That Hernando de Soto. He sure got around. The intrepid Spaniard commenced to explore and trade in the West Indies and Central America before trundling down to Peru to conquer it over the Incans. After a quick return to Spain, he set out for North America, stopping first in Cuba before landing at Tampa Bay, where he and his band of soldiers then marched through the South hunting for gold before zigzagging across Arkansas and stopping in what is now Hot Springs long about 1541.
Hot Springs honored the well-traveled explorer with a life-size statue at the Fordyce Bathhouse on Bathhouse Row in Hot Springs National Park. The statue of de Soto and an Indian maiden is inexplicably in the men's bath, but now that Fordyce Bathhouse is the official visitors center for Hot Springs, you don't have to be of the male persuasion to see it.
The unquestionable showstopper of Hot Springs is, well, its hot springs.

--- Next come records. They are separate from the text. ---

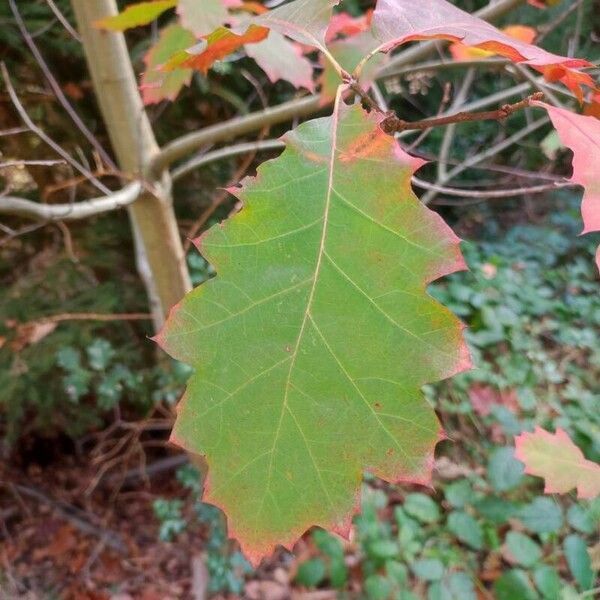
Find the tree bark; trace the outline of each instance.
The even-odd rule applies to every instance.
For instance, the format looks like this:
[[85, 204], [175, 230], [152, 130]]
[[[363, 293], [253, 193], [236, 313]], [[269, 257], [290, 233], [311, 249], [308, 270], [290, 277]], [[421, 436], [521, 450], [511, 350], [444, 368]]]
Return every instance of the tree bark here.
[[[94, 23], [117, 14], [116, 0], [72, 0], [94, 91], [119, 168], [146, 178], [159, 148], [138, 92], [122, 33]], [[143, 192], [129, 207], [138, 271], [158, 330], [168, 310], [191, 289], [166, 174], [152, 180], [154, 193]]]

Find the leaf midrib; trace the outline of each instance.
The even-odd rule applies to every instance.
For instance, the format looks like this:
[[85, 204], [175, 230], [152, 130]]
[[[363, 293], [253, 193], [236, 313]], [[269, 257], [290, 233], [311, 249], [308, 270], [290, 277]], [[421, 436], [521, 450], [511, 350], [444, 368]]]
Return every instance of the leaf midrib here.
[[323, 256], [325, 254], [325, 242], [327, 240], [327, 230], [329, 225], [329, 210], [331, 207], [331, 197], [333, 194], [333, 172], [335, 165], [335, 155], [337, 152], [337, 134], [338, 134], [338, 125], [339, 125], [339, 96], [336, 99], [336, 105], [333, 110], [332, 116], [332, 127], [331, 127], [331, 154], [329, 156], [329, 173], [327, 177], [327, 196], [325, 199], [325, 207], [323, 210], [323, 229], [321, 231], [321, 239], [319, 242], [319, 251], [317, 253], [317, 261], [315, 263], [315, 273], [313, 276], [312, 286], [310, 288], [310, 292], [308, 295], [308, 299], [306, 301], [306, 309], [304, 311], [304, 316], [302, 318], [302, 324], [300, 325], [300, 331], [298, 332], [298, 337], [296, 338], [296, 344], [294, 346], [290, 368], [288, 369], [288, 374], [285, 381], [285, 393], [283, 396], [283, 402], [281, 403], [281, 413], [279, 415], [279, 421], [277, 423], [277, 429], [275, 431], [275, 437], [273, 439], [273, 445], [271, 446], [270, 455], [271, 458], [269, 460], [269, 467], [267, 472], [267, 486], [265, 489], [265, 495], [263, 496], [263, 502], [259, 513], [262, 511], [264, 506], [264, 500], [267, 497], [269, 492], [269, 488], [271, 485], [271, 477], [273, 473], [273, 457], [275, 455], [275, 448], [277, 447], [277, 442], [279, 441], [279, 435], [281, 433], [281, 426], [283, 424], [283, 418], [285, 416], [286, 411], [291, 412], [288, 407], [288, 395], [291, 385], [292, 372], [294, 370], [294, 365], [296, 363], [296, 359], [298, 357], [298, 350], [300, 348], [300, 344], [302, 343], [302, 338], [304, 337], [304, 331], [306, 329], [306, 324], [310, 319], [310, 309], [312, 307], [312, 303], [315, 297], [315, 291], [317, 289], [317, 281], [319, 280], [319, 274], [321, 272], [321, 265], [323, 263]]

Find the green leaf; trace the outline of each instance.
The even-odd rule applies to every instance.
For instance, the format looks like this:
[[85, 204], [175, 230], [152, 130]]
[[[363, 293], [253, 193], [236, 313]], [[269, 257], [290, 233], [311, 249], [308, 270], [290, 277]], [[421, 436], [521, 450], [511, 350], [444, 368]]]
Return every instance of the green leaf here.
[[404, 499], [404, 510], [421, 523], [439, 521], [440, 509], [429, 496], [425, 494], [408, 494]]
[[439, 424], [421, 387], [469, 365], [425, 291], [462, 257], [410, 188], [420, 161], [381, 117], [335, 110], [235, 192], [243, 210], [200, 245], [217, 277], [157, 336], [195, 367], [173, 440], [206, 455], [207, 501], [255, 559], [347, 527], [365, 468], [428, 481]]
[[524, 567], [532, 567], [542, 557], [542, 549], [530, 537], [518, 531], [506, 535], [506, 548], [510, 558]]
[[392, 540], [376, 540], [368, 544], [367, 554], [371, 558], [378, 560], [387, 560], [388, 558], [397, 558], [400, 553], [398, 544]]
[[483, 547], [483, 531], [479, 523], [466, 512], [453, 512], [448, 517], [448, 529], [463, 543], [475, 550]]
[[81, 369], [81, 353], [75, 348], [65, 346], [56, 353], [56, 364], [65, 371], [79, 371]]
[[437, 581], [444, 576], [444, 565], [437, 558], [421, 558], [412, 564], [414, 574], [423, 581]]
[[460, 479], [451, 483], [444, 490], [444, 496], [450, 506], [463, 508], [473, 498], [473, 489], [468, 479]]
[[527, 573], [512, 569], [494, 582], [496, 600], [537, 600], [539, 598], [531, 585]]
[[104, 371], [116, 352], [108, 340], [97, 338], [87, 347], [90, 367], [95, 371]]
[[565, 538], [563, 550], [571, 574], [579, 587], [582, 590], [591, 588], [594, 582], [594, 572], [592, 571], [592, 561], [585, 541], [580, 536], [572, 533]]
[[535, 498], [517, 516], [534, 533], [555, 533], [563, 524], [562, 509], [553, 498]]
[[427, 600], [477, 600], [477, 594], [466, 573], [451, 573], [429, 586]]
[[296, 581], [306, 587], [316, 587], [325, 579], [325, 563], [320, 558], [311, 558], [298, 567]]
[[512, 448], [496, 448], [490, 454], [488, 477], [497, 492], [506, 492], [517, 487], [523, 480], [525, 468], [515, 458]]
[[[204, 0], [203, 0], [204, 1]], [[130, 4], [123, 12], [112, 17], [96, 21], [94, 25], [99, 29], [111, 31], [125, 31], [132, 27], [148, 25], [157, 19], [169, 8], [177, 5], [177, 0], [154, 0], [154, 2], [138, 2]]]
[[498, 496], [485, 496], [481, 500], [477, 500], [474, 506], [484, 519], [497, 525], [506, 523], [517, 512], [514, 502], [503, 500]]
[[596, 531], [596, 523], [591, 511], [580, 504], [573, 504], [567, 511], [569, 525], [581, 533], [591, 534]]
[[192, 33], [173, 24], [161, 30], [156, 44], [144, 57], [146, 71], [142, 75], [141, 90], [144, 104], [156, 104], [162, 100], [175, 100], [181, 88], [189, 85], [192, 69], [162, 71], [160, 66], [176, 52], [189, 48], [195, 41]]
[[369, 600], [389, 600], [392, 584], [382, 575], [370, 575], [365, 580], [365, 591]]
[[555, 568], [540, 565], [533, 572], [533, 580], [546, 600], [559, 600], [562, 584]]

The near-mythical water for thousands of years has been attracting the likes of explorers such as de Soto, and according to some accounts, Ponce de Leon, Native Americans, presidents including Truman and both Roosevelts, baseball greats with Babe Ruth and Honus Wagner among that number, notorious gangsters such as Alphonse Gabriel Capone and Salvatore Lucania, whom you may know better as Al Capone and Lucky Luciano, health aficionados, and then just curious tourists like me.